I've spent a godawful portion of the last 24 hours trying (a) to configure my S300 ScanSnap for Evernote; and (b) trying to pay The Economist to freshen up my digital subscription.
Economist remains unsolved (update, 24 hrs later--finally solved). I'll spare you the gory details, but I think there is a general takeaway point, namely: contracting-out. Economist outsources the management of it audio downloads to one contractor, its billing to another, i.e., neither stays in house. Suffice it to say that neither is fully integrated, friction free, so (for example) it always takes me longer than it should to get my weekly audio edition all the way from the cloud to my Ipod. And billing: when I ran into a problem with the E's billing site, the best they could do for me was "well, here is their customer service link." Well, yes, but if that would have solved the problem I could have found that on my own.

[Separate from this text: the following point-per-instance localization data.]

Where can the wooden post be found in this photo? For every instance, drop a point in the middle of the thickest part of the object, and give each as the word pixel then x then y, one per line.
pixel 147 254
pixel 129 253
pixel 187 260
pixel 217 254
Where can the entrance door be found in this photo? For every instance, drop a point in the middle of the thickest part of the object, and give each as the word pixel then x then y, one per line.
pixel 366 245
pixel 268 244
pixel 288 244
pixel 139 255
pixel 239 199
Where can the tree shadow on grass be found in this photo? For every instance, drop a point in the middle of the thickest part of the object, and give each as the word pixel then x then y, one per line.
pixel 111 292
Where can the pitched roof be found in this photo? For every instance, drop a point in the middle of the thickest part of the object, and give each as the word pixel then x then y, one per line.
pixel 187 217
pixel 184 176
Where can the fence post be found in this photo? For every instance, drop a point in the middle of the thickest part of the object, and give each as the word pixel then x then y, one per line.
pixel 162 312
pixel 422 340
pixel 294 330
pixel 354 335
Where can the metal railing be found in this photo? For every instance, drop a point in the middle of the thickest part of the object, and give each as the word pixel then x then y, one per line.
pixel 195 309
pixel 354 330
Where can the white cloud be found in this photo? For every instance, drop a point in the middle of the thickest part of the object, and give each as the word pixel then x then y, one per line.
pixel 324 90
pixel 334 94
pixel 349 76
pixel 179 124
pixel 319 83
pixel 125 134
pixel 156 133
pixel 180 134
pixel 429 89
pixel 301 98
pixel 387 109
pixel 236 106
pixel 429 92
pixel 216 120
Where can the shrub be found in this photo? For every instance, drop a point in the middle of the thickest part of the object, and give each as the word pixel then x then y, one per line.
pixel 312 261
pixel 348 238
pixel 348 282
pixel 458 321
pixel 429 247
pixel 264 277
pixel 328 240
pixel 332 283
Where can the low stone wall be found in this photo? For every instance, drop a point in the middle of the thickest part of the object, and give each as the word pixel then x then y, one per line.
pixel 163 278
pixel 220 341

Reminds me of some problems Mrs. B has been having with our flight plans as she bounces back and forth between United and Lufthansa. Reminds me of some 403b issues I've had as I bounce back and forth between the pension obligor and Fidelity, the fund manager. Reminds me a bit of the gobbledygook we were getting from the bosses at BP a month ago when they were saying, well yes we are responsible, but we're really not responsible because we contracted out. "Contracting out" thus emerges as the best "not my problem" in the new golden age.